Indeed, how organizations handle everything from their customer data to their transactions is in flux, and now more interesting predictions on the topic of data and governance are coming in.

Schroeder added that regulated and non-regulated data governance issues are in play: 

"Leading organizations will manage their data between regulated and non-regulated use cases. Regulated use cases data require governance; data quality and lineage so a regulatory body can report and track data through all transformations to originating source. This is mandatory and necessary but limiting for non-regulatory use cases like customer 360 or offer serving where higher cardinality, real-time and a mix of structured and unstructured yields more effective results."

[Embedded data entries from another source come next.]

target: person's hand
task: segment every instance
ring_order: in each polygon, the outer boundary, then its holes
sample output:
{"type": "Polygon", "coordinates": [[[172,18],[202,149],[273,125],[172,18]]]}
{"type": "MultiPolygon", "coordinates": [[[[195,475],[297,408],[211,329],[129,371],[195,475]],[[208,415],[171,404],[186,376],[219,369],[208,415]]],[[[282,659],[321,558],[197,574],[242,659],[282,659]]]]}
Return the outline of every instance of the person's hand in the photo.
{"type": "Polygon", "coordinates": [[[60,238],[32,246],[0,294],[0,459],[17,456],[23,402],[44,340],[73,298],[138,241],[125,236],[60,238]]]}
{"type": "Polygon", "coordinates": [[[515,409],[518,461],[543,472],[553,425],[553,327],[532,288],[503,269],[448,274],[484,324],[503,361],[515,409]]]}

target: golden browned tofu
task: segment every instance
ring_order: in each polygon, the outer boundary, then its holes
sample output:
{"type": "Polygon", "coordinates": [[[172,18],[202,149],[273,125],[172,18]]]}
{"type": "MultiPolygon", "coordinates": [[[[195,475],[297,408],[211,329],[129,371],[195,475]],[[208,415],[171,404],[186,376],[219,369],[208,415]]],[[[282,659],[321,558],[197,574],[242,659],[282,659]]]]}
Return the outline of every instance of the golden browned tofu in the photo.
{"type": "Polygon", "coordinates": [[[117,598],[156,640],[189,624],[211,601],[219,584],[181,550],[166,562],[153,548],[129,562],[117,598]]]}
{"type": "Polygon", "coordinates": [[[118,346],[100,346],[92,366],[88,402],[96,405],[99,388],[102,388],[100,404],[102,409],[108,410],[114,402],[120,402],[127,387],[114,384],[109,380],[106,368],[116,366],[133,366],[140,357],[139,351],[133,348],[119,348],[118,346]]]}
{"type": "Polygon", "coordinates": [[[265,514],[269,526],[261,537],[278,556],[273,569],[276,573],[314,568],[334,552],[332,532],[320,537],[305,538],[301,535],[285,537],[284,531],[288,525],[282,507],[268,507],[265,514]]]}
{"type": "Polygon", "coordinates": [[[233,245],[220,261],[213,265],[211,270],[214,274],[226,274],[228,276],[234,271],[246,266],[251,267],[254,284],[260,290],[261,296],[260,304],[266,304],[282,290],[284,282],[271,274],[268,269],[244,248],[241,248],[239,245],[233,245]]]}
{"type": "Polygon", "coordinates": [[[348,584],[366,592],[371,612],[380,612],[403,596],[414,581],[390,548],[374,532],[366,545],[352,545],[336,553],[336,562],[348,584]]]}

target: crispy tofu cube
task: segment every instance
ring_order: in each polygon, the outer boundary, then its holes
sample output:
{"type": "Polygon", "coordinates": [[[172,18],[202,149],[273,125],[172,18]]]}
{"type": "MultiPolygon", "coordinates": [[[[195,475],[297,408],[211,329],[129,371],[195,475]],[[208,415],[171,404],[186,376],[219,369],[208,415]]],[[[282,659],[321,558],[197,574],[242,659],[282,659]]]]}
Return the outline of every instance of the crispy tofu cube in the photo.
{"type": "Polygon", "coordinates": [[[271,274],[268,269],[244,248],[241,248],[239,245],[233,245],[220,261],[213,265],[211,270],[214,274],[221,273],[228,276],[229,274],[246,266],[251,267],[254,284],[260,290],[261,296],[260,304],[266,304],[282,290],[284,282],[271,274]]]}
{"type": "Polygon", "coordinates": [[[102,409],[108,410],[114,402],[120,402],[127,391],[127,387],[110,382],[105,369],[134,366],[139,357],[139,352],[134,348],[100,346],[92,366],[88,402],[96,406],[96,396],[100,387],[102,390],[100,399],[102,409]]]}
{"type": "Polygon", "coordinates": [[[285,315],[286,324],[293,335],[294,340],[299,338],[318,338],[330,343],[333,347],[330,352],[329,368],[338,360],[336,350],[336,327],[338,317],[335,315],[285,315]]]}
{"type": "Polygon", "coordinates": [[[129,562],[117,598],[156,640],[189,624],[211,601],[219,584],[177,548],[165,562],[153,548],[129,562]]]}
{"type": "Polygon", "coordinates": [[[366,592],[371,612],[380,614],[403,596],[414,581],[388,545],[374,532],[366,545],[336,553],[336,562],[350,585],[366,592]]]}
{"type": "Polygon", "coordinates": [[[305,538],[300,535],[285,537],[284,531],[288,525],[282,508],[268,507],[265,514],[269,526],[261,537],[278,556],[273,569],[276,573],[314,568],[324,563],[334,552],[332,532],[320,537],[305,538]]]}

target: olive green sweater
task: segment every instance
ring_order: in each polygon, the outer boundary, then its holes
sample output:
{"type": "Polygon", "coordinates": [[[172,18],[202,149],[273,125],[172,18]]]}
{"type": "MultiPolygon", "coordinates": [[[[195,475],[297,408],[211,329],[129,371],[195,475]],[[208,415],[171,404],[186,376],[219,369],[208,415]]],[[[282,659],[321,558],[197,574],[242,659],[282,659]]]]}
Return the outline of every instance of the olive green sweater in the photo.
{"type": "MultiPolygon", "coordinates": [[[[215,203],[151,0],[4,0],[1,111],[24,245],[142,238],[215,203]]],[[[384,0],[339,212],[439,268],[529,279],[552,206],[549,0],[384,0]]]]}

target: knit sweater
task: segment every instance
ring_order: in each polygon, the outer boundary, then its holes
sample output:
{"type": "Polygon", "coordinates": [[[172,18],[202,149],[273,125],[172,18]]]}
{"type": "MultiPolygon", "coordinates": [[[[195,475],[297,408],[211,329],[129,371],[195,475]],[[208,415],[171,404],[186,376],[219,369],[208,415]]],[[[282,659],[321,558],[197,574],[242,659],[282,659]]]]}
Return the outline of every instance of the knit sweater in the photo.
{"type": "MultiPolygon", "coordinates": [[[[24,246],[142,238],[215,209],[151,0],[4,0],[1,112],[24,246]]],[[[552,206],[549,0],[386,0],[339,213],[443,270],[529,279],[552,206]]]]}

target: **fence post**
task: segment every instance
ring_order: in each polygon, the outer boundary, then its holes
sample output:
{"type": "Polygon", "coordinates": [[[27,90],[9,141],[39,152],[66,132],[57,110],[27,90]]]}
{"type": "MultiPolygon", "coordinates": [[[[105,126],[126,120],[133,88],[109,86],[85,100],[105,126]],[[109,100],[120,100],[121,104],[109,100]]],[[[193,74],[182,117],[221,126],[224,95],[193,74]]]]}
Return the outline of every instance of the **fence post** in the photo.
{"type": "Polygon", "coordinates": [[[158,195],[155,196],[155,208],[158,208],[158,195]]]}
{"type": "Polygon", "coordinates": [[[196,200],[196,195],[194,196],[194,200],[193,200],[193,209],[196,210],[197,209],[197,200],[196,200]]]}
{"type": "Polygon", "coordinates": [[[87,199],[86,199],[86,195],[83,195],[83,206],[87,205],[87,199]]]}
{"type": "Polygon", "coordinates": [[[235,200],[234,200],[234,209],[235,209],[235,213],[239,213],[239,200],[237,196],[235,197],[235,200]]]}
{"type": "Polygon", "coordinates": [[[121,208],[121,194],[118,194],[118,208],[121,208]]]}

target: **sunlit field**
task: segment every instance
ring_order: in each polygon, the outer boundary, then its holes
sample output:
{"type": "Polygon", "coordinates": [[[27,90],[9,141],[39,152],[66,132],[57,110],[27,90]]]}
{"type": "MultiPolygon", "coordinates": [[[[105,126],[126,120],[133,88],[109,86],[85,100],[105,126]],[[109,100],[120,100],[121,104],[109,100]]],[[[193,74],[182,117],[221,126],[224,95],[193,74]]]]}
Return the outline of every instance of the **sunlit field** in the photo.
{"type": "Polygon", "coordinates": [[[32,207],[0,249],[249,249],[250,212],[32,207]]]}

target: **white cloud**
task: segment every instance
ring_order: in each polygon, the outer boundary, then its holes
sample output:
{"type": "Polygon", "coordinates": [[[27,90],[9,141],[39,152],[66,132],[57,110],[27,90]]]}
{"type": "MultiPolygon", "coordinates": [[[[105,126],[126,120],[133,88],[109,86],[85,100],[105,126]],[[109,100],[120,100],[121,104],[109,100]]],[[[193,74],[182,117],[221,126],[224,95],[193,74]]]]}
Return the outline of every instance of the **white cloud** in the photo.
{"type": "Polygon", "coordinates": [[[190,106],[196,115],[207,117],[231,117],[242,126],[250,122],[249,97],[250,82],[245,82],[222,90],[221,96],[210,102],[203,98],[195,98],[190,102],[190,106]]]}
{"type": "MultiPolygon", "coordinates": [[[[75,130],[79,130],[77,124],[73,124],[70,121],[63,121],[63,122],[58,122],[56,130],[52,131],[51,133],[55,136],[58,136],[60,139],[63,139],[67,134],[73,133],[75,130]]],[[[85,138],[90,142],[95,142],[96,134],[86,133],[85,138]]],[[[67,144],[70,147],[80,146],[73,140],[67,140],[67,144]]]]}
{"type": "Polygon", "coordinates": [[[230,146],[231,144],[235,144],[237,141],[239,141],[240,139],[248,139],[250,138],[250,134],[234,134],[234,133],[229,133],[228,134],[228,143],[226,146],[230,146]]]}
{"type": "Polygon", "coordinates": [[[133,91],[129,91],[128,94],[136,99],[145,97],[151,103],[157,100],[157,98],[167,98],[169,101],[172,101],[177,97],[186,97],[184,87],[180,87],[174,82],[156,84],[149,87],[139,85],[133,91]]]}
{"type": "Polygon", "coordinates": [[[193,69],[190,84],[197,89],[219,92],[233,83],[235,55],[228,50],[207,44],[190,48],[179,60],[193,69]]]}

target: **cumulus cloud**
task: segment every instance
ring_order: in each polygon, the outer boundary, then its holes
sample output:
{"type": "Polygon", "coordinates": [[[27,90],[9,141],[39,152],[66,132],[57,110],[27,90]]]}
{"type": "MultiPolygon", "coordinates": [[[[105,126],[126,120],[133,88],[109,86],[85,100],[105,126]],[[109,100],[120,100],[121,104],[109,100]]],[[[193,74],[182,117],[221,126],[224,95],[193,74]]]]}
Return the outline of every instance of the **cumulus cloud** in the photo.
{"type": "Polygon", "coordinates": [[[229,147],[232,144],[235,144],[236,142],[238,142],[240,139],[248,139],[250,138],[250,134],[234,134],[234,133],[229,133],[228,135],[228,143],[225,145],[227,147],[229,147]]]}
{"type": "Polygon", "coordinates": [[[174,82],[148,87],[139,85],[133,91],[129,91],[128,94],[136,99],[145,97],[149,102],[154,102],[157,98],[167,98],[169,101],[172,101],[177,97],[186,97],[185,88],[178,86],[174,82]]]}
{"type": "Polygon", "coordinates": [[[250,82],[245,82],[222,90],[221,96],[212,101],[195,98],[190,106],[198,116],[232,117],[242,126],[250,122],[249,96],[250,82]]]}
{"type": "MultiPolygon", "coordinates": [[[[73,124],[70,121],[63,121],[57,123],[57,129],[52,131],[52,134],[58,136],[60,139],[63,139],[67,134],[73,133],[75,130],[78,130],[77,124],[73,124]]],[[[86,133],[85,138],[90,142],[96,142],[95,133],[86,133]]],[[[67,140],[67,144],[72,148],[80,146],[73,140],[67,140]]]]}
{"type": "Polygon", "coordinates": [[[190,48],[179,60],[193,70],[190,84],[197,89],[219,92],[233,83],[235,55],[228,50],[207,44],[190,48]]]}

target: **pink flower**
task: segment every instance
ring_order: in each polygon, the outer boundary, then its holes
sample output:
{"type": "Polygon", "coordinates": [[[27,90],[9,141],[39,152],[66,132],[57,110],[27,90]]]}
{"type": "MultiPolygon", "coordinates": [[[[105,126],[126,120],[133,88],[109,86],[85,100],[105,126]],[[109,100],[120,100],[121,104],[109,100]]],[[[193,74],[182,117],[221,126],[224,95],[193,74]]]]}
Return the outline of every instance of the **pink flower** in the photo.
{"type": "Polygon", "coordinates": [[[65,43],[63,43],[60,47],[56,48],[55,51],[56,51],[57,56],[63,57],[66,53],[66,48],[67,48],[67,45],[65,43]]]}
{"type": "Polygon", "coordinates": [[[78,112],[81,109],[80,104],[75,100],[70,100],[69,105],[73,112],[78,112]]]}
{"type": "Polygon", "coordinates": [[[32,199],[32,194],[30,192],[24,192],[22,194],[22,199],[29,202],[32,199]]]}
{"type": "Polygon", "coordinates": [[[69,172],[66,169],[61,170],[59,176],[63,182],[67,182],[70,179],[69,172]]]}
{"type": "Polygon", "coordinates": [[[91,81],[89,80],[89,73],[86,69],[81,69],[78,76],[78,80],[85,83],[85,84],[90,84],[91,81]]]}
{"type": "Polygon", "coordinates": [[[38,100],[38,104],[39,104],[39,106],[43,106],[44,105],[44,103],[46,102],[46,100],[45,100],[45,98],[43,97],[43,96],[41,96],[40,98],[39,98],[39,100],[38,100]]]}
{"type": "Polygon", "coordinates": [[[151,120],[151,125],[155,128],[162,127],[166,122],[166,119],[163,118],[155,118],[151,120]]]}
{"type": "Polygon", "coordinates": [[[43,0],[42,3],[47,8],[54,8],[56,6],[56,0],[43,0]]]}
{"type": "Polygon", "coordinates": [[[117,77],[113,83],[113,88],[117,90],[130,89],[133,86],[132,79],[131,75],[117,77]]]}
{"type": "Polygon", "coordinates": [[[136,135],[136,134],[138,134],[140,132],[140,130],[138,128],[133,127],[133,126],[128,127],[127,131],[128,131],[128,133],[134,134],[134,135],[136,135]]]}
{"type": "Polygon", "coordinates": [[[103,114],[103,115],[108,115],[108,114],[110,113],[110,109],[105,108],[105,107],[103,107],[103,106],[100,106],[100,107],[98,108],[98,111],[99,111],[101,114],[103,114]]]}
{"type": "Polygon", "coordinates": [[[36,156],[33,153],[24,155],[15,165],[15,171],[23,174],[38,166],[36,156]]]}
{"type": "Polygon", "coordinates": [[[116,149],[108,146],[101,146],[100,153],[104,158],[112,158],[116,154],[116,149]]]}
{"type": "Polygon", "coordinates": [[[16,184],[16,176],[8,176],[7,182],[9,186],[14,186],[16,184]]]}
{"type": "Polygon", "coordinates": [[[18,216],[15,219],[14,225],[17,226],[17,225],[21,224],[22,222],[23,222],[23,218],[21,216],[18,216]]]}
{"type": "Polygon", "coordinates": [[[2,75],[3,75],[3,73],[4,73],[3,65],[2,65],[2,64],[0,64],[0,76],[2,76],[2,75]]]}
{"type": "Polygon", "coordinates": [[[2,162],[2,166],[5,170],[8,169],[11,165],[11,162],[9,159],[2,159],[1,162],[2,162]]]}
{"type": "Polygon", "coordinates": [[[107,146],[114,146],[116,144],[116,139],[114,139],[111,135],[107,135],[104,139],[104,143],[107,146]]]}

 The issue spills over to how organizations govern open source code as well. According to a recent post from The VAR Guy:

"In elder days, most open source code was written by volunteers. Today, the vast majority of code contributions to projects like Linux and OpenStack come from programmers paid by companies like Red Hat and Intel. There's nothing wrong with this; the fact that companies are investing so much money in open source development is a good thing. But this change does reflect a much higher degree of corporate control over open source code. That leads to tensions that the open source community must contend with."

AtScale's 2016 Big Data Maturity Survey, based on 2,550+ responses from big data professionals at 1,400 companies across 77 countries, also reveals governance issues taking shape. The survey found that accessibility, security and governance have become the fastest growing areas of concerns year-over-year, with worries related to governance growing the most at 21%.

In 2017, organizations will shift from the “build it and they will come” data lake approach to a business-driven data approach, Schroeder wrote in his set of predictions. That's just one of the ways that data and open source governance issue will rise to the top as this year progresses.